第74話 立ち位置

『垣根は相手がつくっているのではなく、自分がつくっている』

               ――アリストテレス


 こんな言葉を聞かされると、人間関係について、考えを改めなくてはと影響を受ける南山之寿。ただ、翌日には忘却の彼方。超えられない、日付変更線の垣根。


『勝てば官軍負ければ賊軍』


 戦いに勝った方が正義となり、負けた方が不義となる。道理はどうあれ、強い者が正義者となるのだから不条理。小説でも見かけるが、『正義』というのも不安定な言葉。立場が違えば、そこに産まれるそれぞれの『正義』。

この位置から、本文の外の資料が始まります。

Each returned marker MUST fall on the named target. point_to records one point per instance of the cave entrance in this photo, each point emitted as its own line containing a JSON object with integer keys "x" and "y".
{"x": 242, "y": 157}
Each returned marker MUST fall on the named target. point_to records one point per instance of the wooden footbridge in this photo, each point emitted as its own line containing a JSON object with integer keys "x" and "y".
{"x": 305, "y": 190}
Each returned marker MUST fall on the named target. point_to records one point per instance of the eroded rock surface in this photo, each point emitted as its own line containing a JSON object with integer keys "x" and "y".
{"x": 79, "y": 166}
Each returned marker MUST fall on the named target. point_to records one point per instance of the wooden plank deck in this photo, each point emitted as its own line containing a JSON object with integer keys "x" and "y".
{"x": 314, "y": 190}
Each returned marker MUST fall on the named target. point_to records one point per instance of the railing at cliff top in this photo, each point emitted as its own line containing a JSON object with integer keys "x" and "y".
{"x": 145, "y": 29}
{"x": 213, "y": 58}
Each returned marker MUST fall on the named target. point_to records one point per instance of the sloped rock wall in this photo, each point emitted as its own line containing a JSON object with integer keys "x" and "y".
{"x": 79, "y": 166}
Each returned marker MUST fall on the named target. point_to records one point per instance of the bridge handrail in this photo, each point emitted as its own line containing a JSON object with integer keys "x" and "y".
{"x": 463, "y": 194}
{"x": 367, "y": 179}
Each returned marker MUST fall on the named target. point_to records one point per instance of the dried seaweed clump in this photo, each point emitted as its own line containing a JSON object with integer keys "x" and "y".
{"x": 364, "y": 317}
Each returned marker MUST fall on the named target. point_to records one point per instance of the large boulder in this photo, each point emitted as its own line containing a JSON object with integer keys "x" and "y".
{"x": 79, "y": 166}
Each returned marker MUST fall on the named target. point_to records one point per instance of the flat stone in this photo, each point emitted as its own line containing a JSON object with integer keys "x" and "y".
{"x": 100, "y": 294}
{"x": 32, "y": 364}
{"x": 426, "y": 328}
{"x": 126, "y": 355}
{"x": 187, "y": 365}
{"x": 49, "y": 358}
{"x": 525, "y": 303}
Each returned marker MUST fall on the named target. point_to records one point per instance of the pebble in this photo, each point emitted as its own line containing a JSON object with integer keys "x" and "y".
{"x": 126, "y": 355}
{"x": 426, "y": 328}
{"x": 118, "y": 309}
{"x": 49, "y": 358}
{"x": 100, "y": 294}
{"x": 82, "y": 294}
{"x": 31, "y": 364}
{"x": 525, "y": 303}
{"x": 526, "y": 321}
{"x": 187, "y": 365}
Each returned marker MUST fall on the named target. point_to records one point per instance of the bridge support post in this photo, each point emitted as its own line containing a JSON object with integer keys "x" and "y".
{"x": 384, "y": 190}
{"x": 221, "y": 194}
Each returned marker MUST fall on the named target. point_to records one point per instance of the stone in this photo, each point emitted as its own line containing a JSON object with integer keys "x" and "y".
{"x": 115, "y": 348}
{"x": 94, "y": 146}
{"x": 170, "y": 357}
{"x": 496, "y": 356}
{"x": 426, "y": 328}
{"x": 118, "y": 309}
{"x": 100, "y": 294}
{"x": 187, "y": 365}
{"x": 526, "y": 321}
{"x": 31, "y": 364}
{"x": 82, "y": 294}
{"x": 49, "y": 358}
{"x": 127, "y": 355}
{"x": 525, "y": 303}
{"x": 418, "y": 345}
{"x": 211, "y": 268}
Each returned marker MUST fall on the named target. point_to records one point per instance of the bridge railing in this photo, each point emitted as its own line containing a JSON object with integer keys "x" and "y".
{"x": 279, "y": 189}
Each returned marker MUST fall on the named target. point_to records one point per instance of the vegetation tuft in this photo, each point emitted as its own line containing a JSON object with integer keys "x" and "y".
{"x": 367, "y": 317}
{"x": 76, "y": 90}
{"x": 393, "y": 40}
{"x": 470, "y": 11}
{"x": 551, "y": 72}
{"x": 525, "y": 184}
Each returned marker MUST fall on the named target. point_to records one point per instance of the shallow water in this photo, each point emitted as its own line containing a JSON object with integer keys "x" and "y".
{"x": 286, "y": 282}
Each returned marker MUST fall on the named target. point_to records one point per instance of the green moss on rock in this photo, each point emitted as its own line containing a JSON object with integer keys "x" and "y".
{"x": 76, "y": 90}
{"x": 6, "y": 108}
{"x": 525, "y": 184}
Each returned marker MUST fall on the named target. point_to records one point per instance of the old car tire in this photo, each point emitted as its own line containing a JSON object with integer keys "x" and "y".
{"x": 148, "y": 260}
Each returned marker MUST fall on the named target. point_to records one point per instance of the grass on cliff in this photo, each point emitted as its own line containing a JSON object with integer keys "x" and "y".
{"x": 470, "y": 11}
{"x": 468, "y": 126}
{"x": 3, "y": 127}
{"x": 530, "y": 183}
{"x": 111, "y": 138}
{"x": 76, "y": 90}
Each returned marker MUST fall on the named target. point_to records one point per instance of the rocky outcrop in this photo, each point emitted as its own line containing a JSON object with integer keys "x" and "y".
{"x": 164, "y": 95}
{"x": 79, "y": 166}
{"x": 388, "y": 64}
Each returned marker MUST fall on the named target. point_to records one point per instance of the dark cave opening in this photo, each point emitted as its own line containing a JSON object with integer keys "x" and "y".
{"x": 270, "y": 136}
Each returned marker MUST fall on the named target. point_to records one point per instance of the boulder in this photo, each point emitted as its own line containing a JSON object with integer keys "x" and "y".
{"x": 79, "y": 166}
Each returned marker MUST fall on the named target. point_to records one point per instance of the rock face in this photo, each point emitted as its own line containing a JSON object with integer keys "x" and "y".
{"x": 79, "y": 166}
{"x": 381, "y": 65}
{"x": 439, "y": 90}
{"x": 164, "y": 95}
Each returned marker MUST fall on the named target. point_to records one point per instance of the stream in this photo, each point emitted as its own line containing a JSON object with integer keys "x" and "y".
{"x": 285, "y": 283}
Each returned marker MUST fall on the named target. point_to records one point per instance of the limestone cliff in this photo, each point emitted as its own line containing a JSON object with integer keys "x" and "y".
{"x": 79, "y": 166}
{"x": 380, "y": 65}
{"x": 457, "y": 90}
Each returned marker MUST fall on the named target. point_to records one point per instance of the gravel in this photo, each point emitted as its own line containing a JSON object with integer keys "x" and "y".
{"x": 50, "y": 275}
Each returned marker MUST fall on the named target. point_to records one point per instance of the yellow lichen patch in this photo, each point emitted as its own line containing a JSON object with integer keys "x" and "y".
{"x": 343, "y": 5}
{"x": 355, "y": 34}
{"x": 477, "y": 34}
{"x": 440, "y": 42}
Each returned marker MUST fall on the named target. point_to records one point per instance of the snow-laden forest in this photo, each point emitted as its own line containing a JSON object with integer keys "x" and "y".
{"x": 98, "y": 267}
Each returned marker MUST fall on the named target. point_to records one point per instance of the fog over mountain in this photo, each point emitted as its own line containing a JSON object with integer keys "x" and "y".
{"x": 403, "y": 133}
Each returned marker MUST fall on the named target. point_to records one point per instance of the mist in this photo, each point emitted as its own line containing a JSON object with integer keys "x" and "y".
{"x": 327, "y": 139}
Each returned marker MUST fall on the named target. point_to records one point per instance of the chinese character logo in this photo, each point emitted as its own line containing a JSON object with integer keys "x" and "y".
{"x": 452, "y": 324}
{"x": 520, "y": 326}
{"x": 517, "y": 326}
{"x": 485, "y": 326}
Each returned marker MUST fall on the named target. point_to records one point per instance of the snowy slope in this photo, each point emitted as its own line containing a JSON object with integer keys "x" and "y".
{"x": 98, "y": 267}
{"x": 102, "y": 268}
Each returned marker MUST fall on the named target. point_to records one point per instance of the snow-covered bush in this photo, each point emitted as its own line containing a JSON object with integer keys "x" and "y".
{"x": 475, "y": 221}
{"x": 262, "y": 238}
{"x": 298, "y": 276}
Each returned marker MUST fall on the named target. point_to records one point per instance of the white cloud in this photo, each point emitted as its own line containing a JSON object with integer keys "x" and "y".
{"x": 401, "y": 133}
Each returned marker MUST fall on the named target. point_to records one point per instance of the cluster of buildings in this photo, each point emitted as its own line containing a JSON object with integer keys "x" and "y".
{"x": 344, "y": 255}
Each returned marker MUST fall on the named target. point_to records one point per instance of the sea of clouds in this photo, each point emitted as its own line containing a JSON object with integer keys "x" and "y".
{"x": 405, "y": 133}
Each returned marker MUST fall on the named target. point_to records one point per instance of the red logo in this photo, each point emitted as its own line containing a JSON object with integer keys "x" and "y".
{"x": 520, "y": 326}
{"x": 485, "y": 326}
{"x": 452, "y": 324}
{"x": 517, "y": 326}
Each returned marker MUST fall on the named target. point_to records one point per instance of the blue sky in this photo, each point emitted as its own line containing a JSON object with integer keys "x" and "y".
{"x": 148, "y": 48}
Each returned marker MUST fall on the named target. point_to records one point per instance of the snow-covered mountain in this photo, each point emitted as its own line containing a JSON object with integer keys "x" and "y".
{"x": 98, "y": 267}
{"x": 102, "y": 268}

 今日の対戦ポイントは、立ち位置。間合いを大切にするのが格闘技の基本。相手が間合いに入った瞬間、技を繰り出す南山之寿。返り討ちにあうこともしばしば。


 立ち位置を間違えると、痛い目に遭う。叱られている姫。鬼の形相の妻。どちらの味方か詰め寄られる南山之寿。立ち位置が見極めきれず、叱責を受ける南山之寿。

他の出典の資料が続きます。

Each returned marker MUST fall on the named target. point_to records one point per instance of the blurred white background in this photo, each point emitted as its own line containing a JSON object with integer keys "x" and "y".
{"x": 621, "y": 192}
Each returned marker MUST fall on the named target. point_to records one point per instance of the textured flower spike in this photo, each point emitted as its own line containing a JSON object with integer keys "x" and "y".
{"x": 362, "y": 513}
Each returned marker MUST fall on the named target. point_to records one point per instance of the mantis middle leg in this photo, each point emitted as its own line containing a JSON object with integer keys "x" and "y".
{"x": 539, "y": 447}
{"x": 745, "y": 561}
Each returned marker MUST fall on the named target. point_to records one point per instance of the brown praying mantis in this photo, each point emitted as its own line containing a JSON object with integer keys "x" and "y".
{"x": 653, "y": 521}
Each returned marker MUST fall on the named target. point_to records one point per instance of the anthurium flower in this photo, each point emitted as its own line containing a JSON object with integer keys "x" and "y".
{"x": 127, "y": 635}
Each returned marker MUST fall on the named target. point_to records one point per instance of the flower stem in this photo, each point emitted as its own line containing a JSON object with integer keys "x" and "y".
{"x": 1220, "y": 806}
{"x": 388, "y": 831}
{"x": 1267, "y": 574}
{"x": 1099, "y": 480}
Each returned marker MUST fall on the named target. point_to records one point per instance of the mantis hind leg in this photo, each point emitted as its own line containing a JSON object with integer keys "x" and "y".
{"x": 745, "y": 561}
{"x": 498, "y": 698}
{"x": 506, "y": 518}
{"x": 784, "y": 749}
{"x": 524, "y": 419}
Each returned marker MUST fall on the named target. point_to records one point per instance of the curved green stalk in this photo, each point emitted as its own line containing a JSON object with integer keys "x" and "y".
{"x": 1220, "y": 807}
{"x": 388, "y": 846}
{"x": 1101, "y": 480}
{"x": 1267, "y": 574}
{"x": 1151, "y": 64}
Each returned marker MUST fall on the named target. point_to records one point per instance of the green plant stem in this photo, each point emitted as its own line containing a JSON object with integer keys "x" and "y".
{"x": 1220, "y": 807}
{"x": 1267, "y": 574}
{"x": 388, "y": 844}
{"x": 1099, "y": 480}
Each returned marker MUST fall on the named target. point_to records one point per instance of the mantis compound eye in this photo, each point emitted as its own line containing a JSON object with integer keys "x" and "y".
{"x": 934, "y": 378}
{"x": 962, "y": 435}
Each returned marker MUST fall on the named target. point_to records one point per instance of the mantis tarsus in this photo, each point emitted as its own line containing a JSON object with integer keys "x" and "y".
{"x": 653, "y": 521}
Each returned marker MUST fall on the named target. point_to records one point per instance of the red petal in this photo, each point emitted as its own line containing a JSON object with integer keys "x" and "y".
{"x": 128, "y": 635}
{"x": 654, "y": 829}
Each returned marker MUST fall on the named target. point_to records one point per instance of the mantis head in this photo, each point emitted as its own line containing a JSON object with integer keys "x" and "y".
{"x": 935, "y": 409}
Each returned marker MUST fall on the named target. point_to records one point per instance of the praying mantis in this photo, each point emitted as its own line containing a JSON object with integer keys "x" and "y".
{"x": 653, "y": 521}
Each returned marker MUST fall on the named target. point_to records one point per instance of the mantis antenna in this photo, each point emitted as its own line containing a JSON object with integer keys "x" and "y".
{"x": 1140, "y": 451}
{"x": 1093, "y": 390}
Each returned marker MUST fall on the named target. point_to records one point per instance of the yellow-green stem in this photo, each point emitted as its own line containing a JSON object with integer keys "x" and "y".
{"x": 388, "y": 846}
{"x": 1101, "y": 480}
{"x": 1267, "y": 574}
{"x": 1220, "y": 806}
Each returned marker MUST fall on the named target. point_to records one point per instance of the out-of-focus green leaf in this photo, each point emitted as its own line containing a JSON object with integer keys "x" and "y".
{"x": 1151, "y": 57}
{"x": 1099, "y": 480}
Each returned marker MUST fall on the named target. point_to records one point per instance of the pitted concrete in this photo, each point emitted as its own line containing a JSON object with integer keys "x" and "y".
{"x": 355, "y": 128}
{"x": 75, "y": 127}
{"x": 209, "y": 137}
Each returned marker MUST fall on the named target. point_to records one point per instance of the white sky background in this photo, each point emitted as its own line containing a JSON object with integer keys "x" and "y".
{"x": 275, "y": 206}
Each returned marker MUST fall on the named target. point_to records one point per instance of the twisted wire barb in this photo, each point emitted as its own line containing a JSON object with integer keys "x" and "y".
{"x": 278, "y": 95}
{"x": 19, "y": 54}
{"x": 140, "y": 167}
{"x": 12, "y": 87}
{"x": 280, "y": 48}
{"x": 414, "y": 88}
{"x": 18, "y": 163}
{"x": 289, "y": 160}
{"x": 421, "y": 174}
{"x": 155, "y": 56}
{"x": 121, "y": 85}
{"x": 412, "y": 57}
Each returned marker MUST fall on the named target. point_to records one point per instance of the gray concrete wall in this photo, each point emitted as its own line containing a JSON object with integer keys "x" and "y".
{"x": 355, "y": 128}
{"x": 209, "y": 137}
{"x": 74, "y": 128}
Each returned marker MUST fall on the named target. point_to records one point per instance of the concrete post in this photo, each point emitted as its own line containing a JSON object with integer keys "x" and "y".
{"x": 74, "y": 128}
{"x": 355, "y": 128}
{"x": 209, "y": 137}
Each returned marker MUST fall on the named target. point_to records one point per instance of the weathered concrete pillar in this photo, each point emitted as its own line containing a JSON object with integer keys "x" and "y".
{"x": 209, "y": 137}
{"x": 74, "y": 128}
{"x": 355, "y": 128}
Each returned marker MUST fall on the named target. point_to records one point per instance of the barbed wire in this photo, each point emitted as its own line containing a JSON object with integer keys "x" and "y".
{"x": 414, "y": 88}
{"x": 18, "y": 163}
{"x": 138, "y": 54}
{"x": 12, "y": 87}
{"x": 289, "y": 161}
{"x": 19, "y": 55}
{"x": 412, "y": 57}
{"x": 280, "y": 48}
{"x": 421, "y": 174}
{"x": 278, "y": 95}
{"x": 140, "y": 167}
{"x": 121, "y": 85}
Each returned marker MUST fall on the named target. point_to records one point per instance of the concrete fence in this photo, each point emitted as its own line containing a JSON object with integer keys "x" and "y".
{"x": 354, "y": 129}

 忘年会シーズン。学生時代の仲間との集い。何を食べるかで揺れ動く時間。集合してから店を決める、毎年恒例の流れ。人任せにするのが、南山之寿の立ち位置。辿り着いた店が、激辛料理も取扱う店。酔えば勢い任せ、ノリ任せ。人任せにしたツケが回り、激辛料理を食し悲鳴をあげる南山之寿。立ち位置を見誤ってはならない。


 バス停に並ぶ南山之寿。出張で訪れる初めての土地。改竄された、下調べの記憶。南山之寿か並んだ列、見当違いの方向に進む乗り込んだバス。直ぐに降り、タクシーに乗り換え。立ち位置を間違えると、手痛い出費が産まれる。

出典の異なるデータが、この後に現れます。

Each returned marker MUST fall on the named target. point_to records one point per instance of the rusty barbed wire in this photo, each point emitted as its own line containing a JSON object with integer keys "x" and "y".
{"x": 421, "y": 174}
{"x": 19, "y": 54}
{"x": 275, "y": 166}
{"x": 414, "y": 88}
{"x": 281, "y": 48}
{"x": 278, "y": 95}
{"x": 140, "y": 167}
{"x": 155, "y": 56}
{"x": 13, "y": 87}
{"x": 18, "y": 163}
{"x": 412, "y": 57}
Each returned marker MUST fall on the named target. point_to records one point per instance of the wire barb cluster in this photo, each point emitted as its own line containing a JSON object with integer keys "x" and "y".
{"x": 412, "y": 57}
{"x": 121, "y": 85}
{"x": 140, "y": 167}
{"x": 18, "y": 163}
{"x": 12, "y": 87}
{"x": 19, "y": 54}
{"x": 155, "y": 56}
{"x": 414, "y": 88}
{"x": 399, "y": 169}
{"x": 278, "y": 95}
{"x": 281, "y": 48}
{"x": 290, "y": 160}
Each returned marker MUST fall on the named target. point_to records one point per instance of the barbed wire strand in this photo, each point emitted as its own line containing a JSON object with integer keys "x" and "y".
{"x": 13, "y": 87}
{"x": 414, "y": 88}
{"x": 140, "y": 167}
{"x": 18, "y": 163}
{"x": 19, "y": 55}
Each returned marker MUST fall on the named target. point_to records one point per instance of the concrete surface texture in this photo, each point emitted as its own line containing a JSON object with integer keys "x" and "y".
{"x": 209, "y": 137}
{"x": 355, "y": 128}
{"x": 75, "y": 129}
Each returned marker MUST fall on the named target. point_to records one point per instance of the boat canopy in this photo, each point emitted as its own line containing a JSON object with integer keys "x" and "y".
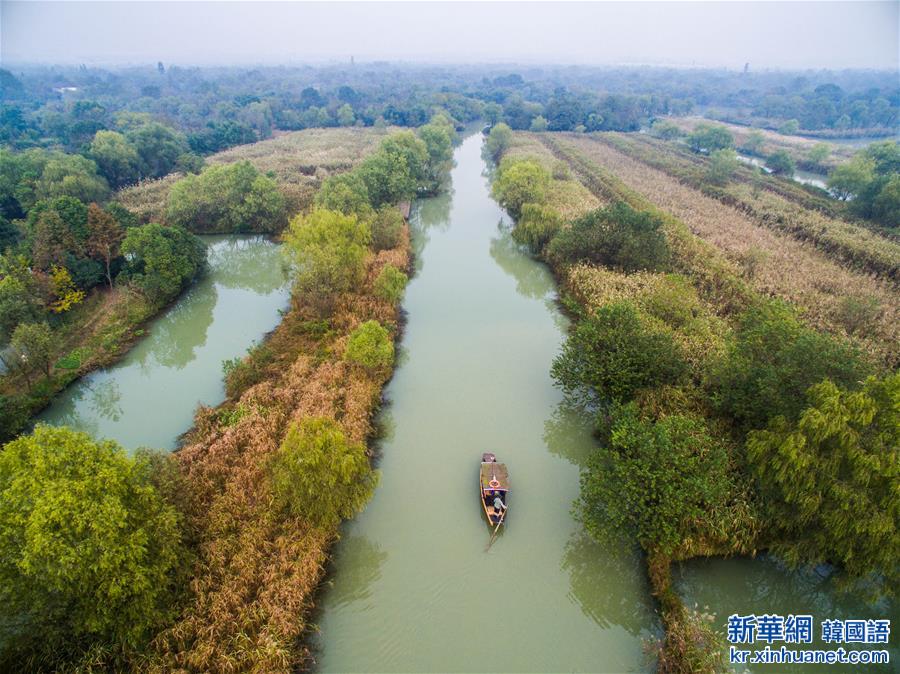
{"x": 496, "y": 472}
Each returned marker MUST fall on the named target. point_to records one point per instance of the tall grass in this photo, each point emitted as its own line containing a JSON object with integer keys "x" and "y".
{"x": 258, "y": 567}
{"x": 740, "y": 251}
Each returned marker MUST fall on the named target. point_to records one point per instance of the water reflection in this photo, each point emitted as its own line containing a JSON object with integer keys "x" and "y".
{"x": 596, "y": 576}
{"x": 766, "y": 585}
{"x": 148, "y": 399}
{"x": 532, "y": 280}
{"x": 106, "y": 399}
{"x": 183, "y": 332}
{"x": 568, "y": 432}
{"x": 428, "y": 214}
{"x": 246, "y": 263}
{"x": 360, "y": 561}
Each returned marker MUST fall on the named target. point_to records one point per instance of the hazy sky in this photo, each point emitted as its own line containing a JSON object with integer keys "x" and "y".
{"x": 767, "y": 34}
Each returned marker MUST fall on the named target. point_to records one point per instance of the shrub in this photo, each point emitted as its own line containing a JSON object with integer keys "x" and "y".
{"x": 770, "y": 363}
{"x": 709, "y": 138}
{"x": 781, "y": 163}
{"x": 520, "y": 182}
{"x": 346, "y": 193}
{"x": 320, "y": 475}
{"x": 613, "y": 353}
{"x": 536, "y": 226}
{"x": 616, "y": 236}
{"x": 371, "y": 346}
{"x": 390, "y": 284}
{"x": 162, "y": 261}
{"x": 829, "y": 480}
{"x": 665, "y": 129}
{"x": 498, "y": 141}
{"x": 228, "y": 198}
{"x": 387, "y": 228}
{"x": 722, "y": 165}
{"x": 88, "y": 548}
{"x": 327, "y": 250}
{"x": 662, "y": 483}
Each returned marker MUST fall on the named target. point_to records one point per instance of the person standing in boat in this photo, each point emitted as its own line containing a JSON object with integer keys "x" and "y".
{"x": 499, "y": 505}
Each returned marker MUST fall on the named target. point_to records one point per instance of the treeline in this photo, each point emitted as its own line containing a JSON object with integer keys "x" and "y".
{"x": 207, "y": 559}
{"x": 215, "y": 108}
{"x": 869, "y": 183}
{"x": 725, "y": 425}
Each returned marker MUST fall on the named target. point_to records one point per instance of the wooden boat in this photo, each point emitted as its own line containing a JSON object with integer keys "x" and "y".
{"x": 493, "y": 481}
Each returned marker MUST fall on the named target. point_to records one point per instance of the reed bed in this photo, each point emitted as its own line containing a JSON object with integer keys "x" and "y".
{"x": 796, "y": 146}
{"x": 299, "y": 160}
{"x": 771, "y": 263}
{"x": 855, "y": 246}
{"x": 257, "y": 568}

 とある休日、向かうは銀行。未記帳の行が多々ある通帳を片手に、ATMに並ぶ南山之寿。2台のATM。1台は故障なのか、使えない。待つこと数分。記帳と送金などの雑務をこなす南山之寿。思いの他、時間がかかり焦る南山之寿。後ろを振り向くと、いつの間にか数人並んでいた。


『行列は相手がつくっているのではなく、南山之寿がつくっている』


 他の方がイライラしない様に、南山之寿はスピードをあげて用事を済ませ、静かに立ち去った。